I bet that miscommunication and laziness probably had a lot to do with the outcome - I've been seeing the same thing here. In my case, two specialists signed off leaving my dad, with a serious neurological condition, in the hands of a completely clueless primary MD, because each thought the problem was in the other's domain. My sister and I rounded the two of them up and told them to Talk to Each Other, NOW. In your case, the ER doc probably thought the primary would figure it out, the primary thought the patient was ok because the ER doc finished the immediate workup, and both probably consulted a neurologist who didn't see anything of immediate concern and signed off.

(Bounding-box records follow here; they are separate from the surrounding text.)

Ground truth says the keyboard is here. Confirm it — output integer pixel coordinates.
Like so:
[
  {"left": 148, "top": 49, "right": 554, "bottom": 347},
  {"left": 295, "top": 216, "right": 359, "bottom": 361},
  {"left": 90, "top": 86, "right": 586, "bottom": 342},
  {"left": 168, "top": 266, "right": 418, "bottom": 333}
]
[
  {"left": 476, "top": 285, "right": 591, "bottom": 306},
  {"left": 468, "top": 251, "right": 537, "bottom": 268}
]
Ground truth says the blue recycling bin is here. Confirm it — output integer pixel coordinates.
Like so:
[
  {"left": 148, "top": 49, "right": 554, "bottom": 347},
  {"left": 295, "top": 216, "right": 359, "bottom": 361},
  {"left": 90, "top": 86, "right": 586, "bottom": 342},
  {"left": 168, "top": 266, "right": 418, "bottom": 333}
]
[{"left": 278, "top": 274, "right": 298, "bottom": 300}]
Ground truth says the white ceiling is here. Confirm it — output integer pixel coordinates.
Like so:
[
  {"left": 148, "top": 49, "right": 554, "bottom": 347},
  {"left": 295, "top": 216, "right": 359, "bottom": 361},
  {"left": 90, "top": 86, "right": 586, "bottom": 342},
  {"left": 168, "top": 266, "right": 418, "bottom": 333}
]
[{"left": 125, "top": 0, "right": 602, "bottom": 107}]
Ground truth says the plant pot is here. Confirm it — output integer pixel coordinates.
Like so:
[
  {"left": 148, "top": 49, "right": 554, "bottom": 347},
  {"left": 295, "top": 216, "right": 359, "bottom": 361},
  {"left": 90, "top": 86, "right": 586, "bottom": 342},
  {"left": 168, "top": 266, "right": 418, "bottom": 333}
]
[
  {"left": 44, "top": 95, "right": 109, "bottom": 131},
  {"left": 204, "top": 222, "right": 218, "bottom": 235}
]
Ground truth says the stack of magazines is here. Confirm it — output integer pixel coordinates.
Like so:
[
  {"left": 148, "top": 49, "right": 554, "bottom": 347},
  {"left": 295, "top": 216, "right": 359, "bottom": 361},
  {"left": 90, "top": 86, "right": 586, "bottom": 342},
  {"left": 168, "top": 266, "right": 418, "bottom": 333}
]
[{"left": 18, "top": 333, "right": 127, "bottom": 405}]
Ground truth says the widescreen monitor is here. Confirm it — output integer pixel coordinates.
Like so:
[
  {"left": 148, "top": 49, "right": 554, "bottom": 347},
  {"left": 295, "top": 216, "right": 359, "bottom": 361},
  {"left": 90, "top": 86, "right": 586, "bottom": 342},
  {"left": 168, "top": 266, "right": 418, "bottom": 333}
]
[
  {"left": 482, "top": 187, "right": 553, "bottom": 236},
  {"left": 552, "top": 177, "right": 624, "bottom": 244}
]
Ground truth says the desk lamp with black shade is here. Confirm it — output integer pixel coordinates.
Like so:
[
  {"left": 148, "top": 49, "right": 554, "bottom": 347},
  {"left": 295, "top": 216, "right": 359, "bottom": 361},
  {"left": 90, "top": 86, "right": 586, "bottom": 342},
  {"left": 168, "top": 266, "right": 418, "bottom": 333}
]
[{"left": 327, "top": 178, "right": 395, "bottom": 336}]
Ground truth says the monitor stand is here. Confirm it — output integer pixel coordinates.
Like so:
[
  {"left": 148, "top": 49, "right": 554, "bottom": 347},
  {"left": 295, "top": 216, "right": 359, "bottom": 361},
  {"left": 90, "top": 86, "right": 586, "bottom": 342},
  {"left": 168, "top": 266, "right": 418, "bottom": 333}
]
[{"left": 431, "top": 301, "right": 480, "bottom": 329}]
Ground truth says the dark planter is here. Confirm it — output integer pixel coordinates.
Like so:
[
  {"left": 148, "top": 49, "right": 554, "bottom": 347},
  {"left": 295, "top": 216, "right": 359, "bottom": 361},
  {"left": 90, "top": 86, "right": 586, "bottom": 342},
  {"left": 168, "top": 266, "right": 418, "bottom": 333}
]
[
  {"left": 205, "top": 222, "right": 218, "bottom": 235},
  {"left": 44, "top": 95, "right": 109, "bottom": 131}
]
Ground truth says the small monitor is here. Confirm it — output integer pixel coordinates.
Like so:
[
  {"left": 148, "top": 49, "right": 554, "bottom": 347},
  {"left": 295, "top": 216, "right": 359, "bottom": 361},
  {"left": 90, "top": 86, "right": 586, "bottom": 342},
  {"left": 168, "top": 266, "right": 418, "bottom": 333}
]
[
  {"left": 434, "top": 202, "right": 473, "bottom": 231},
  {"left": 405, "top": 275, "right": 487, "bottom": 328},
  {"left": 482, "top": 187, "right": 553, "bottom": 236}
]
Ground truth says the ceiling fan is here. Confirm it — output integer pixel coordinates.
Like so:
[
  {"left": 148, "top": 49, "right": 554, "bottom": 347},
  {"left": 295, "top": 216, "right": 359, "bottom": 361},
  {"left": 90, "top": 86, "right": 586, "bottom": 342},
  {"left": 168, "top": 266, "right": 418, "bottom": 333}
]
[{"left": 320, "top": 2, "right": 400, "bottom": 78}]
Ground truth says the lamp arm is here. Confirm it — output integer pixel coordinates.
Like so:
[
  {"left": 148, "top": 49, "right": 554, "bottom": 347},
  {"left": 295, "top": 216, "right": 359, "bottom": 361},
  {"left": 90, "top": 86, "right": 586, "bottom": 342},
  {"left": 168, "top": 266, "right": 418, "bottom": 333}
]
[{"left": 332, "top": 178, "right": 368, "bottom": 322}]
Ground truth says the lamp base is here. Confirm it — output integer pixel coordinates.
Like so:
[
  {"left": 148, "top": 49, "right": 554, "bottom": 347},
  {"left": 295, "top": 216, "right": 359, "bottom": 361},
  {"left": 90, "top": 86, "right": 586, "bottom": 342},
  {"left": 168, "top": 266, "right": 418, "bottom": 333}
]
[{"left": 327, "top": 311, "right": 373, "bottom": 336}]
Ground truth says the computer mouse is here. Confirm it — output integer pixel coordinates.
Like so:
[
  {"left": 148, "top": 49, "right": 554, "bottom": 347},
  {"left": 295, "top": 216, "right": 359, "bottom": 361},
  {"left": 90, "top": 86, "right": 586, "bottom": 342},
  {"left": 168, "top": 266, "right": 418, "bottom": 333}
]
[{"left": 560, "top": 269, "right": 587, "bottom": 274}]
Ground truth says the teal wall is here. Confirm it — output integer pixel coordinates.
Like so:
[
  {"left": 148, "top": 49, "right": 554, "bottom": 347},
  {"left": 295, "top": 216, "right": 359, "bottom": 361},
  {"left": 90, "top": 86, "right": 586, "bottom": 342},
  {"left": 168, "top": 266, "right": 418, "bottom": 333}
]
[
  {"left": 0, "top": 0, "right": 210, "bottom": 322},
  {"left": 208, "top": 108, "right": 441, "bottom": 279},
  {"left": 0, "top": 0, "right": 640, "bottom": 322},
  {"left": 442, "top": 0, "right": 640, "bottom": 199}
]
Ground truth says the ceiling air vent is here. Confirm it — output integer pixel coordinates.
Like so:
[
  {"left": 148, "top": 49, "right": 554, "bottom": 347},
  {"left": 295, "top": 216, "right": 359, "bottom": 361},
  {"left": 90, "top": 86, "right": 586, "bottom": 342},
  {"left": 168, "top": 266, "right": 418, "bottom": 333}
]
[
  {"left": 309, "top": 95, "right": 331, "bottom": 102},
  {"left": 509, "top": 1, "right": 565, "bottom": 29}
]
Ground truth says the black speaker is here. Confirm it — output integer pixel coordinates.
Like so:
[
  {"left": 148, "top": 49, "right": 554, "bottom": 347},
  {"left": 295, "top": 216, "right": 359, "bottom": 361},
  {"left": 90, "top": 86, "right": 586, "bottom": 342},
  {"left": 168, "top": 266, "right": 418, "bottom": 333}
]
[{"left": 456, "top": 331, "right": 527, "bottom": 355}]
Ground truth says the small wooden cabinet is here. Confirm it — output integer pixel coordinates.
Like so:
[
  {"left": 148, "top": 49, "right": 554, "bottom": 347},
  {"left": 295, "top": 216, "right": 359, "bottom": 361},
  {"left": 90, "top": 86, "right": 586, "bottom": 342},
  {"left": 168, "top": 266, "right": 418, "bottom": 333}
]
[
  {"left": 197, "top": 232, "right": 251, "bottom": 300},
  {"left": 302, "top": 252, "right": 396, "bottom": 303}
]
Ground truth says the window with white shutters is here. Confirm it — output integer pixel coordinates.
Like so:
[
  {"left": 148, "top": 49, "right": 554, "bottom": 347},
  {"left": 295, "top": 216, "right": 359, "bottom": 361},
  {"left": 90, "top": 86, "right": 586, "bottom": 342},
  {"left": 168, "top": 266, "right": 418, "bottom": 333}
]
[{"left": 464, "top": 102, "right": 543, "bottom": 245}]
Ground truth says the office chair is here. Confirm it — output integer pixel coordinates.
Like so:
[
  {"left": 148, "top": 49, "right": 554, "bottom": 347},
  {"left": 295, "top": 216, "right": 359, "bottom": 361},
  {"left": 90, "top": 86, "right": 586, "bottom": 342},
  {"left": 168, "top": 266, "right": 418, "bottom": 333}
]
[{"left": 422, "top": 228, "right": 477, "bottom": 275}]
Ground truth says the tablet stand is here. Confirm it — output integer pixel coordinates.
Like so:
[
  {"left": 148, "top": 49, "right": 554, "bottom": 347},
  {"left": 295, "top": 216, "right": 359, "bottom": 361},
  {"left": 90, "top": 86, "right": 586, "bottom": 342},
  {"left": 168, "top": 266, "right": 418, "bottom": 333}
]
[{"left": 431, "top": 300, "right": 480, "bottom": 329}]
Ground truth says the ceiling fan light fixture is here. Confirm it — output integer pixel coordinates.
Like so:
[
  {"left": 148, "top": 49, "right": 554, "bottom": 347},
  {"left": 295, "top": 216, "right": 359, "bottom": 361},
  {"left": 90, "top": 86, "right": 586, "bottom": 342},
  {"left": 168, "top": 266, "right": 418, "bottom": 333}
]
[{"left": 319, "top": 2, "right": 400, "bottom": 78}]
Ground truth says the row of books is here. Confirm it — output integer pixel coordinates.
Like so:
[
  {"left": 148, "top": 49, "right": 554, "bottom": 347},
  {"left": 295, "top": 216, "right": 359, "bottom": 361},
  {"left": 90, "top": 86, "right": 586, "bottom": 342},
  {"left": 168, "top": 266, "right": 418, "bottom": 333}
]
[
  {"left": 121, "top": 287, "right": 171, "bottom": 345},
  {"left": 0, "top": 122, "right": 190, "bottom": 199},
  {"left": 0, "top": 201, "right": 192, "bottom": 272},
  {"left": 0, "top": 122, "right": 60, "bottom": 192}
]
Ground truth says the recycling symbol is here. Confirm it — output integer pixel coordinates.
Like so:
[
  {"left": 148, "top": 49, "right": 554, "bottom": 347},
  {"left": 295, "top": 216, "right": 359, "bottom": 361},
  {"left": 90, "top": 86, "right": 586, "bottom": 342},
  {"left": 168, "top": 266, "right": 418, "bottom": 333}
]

Finally...your dad had bullous pemphigoid??? That's incredibly rare - I've never seen a case!! Given its unpleasant nature (and risk of infection from the skin breaches), Imuran was quite reasonable and it's not really that risky as immunosuppressants go. It's hard to know if it affected the cancer course, because small cell lung Ca is incredibly aggressive no matter what. The hemoptysis + smoking history, though, should definitely have prompted a chest CT - but it's quite likely that nothing would really have changed the outcome. My uncle, with a 100+ pack year smoking history, developed lung Ca that also was misdiagnosed as heart failure until very late stage, and he quite rightly refused chemo.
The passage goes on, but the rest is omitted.